In comments in the company's annual report, chief executive Tom Prudence says the Pateke North well may offer between one million and four million additional barrels of oil, with drilling likely in mid to late 2013, subject to rig availability.
The Tui field has so far produced a total of 33.2 million barrels of oil, with a net 7.3 million barrels remaining in existing identified reserves.
PPP's share of production in the year to June 30 was 220,543 barrels and was the company's sole source of oil income for the year of $A26.0 million, up from $A24.1 million the year before.
Also in prospect are two exploration wells in the Tui licence area, named Oil and Matata.
"The company consider the Oil prospect to be particularly attractive with prospective resources of 10 million to 15 million barrels gross," Mr Prudence says.
After $A15.6 million of production costs and other expenses including $A3.7 million in royalties to the New Zealand government, the company declared a net profit after tax for the year of $A2.7 million.
Favourable exchange rate movements added a further $A4.3 million, to deliver total comprehensive income of $A7 million for the year.
With $A101.2 million in cash or equivalent in the bank, the dual-listed company made interest income of $A2.6 million, and is almost ready to proceed with a capital return to shareholders of 5 Australian cents per share, following recent receipt of a draft ruling on tax treatment from the Australian Tax Office.
Meanwhile, PPP is close to committing to four exploration wells in its Vietnamese prospects, one of which depends on a farm-in with Origin Energy.
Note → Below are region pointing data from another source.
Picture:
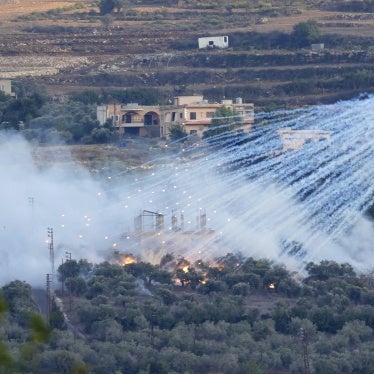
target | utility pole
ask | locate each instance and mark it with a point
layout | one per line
(51, 251)
(68, 259)
(62, 277)
(49, 298)
(304, 340)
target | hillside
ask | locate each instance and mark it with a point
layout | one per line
(67, 46)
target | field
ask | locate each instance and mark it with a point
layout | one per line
(66, 46)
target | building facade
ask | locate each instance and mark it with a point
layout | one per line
(132, 118)
(295, 139)
(213, 42)
(193, 113)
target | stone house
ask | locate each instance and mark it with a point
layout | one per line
(193, 113)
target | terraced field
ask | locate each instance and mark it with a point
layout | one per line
(66, 46)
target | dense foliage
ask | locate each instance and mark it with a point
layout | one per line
(236, 315)
(44, 121)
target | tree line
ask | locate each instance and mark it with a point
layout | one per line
(235, 315)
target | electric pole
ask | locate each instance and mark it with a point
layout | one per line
(304, 340)
(49, 297)
(51, 251)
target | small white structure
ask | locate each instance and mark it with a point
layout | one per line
(214, 42)
(317, 47)
(295, 139)
(6, 86)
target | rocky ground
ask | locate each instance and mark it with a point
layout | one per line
(66, 48)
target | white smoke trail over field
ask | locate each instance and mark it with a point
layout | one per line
(225, 195)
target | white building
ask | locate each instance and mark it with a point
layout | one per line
(6, 86)
(214, 42)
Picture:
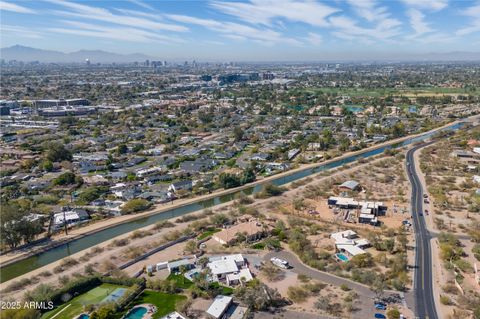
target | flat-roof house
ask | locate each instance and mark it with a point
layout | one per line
(174, 266)
(351, 250)
(230, 268)
(348, 242)
(70, 217)
(176, 186)
(221, 268)
(219, 306)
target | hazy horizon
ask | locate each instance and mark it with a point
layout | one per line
(248, 30)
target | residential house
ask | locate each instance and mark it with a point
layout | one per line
(181, 185)
(219, 306)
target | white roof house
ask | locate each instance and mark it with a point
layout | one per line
(351, 249)
(70, 217)
(350, 234)
(348, 241)
(219, 306)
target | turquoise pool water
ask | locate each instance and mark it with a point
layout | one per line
(44, 258)
(136, 313)
(115, 295)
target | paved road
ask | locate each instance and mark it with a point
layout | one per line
(423, 280)
(300, 268)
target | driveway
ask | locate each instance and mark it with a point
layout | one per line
(366, 296)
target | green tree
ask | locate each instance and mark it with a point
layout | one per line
(107, 311)
(56, 152)
(135, 205)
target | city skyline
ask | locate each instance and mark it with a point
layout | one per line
(247, 30)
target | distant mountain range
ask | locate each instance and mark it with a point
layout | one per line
(28, 54)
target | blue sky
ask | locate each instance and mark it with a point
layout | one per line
(245, 30)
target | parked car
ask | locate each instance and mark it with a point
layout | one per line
(380, 306)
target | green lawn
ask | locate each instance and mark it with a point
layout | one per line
(74, 307)
(208, 232)
(180, 280)
(165, 303)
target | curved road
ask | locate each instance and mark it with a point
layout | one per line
(423, 281)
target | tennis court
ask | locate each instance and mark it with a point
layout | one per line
(96, 295)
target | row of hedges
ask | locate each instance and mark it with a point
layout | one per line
(72, 288)
(122, 281)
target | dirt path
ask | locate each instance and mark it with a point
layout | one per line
(95, 227)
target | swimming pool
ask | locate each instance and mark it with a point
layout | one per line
(136, 313)
(115, 295)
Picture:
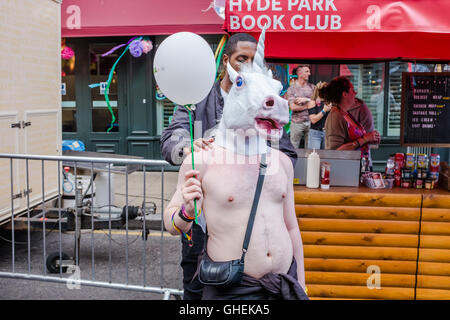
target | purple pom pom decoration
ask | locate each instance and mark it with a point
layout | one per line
(135, 48)
(146, 46)
(67, 53)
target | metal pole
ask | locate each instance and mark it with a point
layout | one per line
(28, 216)
(12, 212)
(43, 216)
(92, 221)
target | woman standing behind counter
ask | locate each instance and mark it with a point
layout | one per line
(343, 131)
(318, 112)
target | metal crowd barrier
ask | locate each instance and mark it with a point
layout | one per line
(89, 209)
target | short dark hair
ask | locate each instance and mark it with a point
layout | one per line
(294, 71)
(231, 45)
(332, 93)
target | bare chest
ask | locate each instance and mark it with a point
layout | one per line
(235, 185)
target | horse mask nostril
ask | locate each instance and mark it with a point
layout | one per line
(270, 102)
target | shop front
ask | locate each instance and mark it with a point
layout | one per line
(371, 238)
(91, 29)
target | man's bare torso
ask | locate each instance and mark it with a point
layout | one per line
(228, 191)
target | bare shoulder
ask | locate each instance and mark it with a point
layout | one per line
(284, 161)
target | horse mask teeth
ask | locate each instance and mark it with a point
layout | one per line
(253, 106)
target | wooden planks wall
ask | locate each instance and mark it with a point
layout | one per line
(433, 279)
(346, 232)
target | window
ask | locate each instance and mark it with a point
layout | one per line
(68, 99)
(368, 80)
(99, 70)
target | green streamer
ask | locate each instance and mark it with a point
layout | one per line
(192, 153)
(108, 83)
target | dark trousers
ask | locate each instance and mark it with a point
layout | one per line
(193, 289)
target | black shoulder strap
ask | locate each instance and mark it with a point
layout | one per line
(251, 219)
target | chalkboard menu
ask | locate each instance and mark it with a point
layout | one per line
(425, 119)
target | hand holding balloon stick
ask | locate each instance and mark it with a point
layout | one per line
(185, 70)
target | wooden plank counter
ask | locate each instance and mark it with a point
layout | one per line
(348, 233)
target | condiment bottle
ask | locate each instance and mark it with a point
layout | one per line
(313, 170)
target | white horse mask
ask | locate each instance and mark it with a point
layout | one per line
(253, 112)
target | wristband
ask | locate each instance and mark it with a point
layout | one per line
(183, 214)
(187, 236)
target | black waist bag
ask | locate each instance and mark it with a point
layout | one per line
(226, 273)
(229, 273)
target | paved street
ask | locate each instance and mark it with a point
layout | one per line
(161, 249)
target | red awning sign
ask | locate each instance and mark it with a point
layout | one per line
(97, 18)
(345, 29)
(338, 15)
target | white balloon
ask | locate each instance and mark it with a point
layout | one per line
(184, 68)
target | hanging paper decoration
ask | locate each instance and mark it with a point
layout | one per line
(67, 53)
(136, 46)
(146, 46)
(158, 94)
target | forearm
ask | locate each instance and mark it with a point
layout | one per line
(315, 117)
(298, 107)
(297, 244)
(179, 223)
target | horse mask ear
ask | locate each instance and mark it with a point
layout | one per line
(232, 74)
(258, 61)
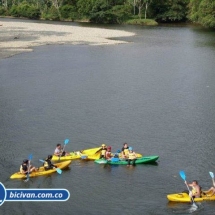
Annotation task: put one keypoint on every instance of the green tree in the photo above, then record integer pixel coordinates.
(170, 10)
(203, 12)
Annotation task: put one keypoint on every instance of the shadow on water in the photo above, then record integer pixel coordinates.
(185, 208)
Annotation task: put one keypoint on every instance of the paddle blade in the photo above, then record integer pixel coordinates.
(30, 157)
(211, 174)
(182, 174)
(115, 159)
(84, 157)
(59, 170)
(66, 141)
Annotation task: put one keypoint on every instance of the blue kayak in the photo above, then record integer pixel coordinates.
(118, 161)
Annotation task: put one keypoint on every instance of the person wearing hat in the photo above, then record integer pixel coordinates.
(125, 150)
(108, 153)
(131, 157)
(59, 151)
(48, 164)
(25, 168)
(103, 151)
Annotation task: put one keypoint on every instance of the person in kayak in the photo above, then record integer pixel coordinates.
(108, 153)
(131, 157)
(196, 189)
(125, 150)
(103, 151)
(25, 168)
(48, 164)
(59, 151)
(212, 189)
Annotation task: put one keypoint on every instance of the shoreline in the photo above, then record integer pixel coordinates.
(20, 36)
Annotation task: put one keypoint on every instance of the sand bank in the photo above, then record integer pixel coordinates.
(20, 36)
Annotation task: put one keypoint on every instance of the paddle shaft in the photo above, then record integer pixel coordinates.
(189, 192)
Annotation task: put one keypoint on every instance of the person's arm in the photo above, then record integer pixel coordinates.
(57, 152)
(213, 183)
(198, 191)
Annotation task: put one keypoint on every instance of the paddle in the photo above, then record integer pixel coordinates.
(183, 176)
(57, 169)
(29, 165)
(66, 141)
(212, 176)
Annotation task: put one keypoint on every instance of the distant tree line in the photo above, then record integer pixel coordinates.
(113, 11)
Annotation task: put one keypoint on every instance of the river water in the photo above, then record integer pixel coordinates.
(156, 93)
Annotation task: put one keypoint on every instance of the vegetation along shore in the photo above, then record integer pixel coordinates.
(142, 12)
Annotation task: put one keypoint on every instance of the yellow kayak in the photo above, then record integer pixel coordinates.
(77, 154)
(41, 171)
(97, 156)
(184, 197)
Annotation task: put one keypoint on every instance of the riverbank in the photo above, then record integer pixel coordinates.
(19, 36)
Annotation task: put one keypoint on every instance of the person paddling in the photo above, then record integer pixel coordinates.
(59, 151)
(211, 190)
(103, 151)
(108, 154)
(131, 157)
(196, 189)
(125, 150)
(48, 164)
(25, 168)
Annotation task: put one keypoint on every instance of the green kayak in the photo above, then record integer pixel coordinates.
(117, 161)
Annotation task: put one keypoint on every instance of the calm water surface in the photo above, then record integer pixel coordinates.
(156, 93)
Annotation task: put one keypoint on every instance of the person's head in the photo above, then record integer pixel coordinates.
(125, 145)
(49, 157)
(25, 161)
(195, 182)
(130, 149)
(59, 145)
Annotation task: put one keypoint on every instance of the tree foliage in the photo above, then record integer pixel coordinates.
(113, 11)
(203, 12)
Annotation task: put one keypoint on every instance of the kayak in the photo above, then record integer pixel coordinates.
(184, 197)
(118, 161)
(77, 154)
(41, 171)
(97, 156)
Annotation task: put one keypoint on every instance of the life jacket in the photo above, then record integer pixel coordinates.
(108, 155)
(194, 191)
(131, 155)
(103, 151)
(23, 168)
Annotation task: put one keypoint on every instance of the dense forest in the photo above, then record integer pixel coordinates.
(114, 11)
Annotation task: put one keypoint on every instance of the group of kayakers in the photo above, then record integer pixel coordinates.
(196, 191)
(26, 167)
(126, 153)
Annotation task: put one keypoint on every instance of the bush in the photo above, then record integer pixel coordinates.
(25, 10)
(2, 11)
(141, 22)
(14, 11)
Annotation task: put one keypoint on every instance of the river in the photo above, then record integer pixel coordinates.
(156, 93)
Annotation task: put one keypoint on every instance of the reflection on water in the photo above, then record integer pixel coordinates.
(156, 93)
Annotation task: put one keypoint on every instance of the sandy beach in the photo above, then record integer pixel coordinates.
(20, 36)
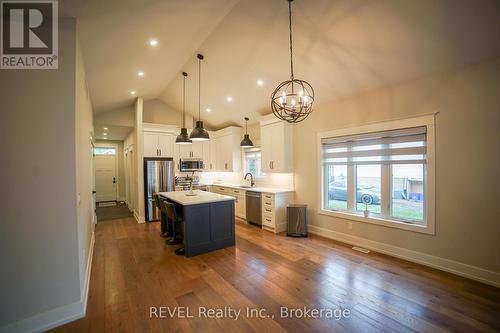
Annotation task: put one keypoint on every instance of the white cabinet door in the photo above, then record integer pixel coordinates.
(266, 135)
(151, 145)
(197, 149)
(184, 151)
(221, 147)
(166, 143)
(278, 146)
(240, 207)
(213, 155)
(206, 155)
(227, 152)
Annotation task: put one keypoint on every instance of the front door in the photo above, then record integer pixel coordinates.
(105, 174)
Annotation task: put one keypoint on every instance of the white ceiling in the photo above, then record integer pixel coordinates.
(342, 47)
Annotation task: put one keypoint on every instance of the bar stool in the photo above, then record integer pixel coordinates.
(177, 226)
(165, 227)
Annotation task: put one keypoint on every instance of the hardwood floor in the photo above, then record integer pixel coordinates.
(133, 270)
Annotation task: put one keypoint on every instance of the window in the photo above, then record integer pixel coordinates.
(104, 151)
(380, 173)
(253, 162)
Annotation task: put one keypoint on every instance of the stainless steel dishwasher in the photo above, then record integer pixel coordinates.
(254, 214)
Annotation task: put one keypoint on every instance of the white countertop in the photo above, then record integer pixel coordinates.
(201, 197)
(255, 189)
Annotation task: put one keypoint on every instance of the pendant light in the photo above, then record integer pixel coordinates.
(246, 142)
(292, 100)
(199, 133)
(183, 138)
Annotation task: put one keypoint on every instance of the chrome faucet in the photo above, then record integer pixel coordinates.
(251, 178)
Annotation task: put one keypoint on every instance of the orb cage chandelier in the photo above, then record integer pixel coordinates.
(292, 100)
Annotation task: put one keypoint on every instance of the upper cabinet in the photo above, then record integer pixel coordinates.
(159, 144)
(221, 153)
(276, 145)
(209, 158)
(194, 150)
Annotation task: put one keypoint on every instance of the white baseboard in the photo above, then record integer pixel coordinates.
(451, 266)
(88, 270)
(139, 219)
(59, 316)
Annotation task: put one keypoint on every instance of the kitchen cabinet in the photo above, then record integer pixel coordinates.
(276, 145)
(194, 150)
(273, 209)
(240, 208)
(159, 144)
(227, 149)
(209, 156)
(240, 203)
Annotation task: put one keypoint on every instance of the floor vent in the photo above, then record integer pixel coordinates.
(360, 249)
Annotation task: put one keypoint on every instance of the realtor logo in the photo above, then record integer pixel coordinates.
(29, 36)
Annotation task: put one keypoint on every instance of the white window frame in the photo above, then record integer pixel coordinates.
(428, 227)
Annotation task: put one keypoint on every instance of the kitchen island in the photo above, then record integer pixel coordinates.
(208, 220)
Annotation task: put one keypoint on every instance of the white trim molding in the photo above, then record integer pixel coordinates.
(426, 120)
(59, 316)
(447, 265)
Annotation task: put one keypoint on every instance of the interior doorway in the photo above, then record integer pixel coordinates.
(106, 165)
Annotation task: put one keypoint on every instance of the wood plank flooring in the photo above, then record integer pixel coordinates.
(133, 269)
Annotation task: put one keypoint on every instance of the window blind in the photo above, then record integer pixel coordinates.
(402, 146)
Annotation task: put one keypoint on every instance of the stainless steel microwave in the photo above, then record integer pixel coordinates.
(191, 164)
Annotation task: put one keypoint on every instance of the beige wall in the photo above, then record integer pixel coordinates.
(84, 168)
(467, 160)
(38, 208)
(120, 173)
(116, 117)
(157, 112)
(130, 170)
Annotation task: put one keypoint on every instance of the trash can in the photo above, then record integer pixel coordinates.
(296, 220)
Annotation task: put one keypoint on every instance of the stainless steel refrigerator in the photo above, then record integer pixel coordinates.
(158, 177)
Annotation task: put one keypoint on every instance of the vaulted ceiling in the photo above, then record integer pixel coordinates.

But it has put its interests in the Western Australian offshore Carnarvon Basin on the market, saying they are "no longer a natural fit with the company's strategy to focus on high-growth opportunities".
The partners in the Bazartete block in the Timor Sea, jointly administered by Timor-Leste and Australia, are contemplating a well in the fourth quarter of this year, subject to rig availability.
The operator, Oilex, estimates mean recoverable reserves from the prospect of 65 million barrels of oil, and up to 164 million barrels.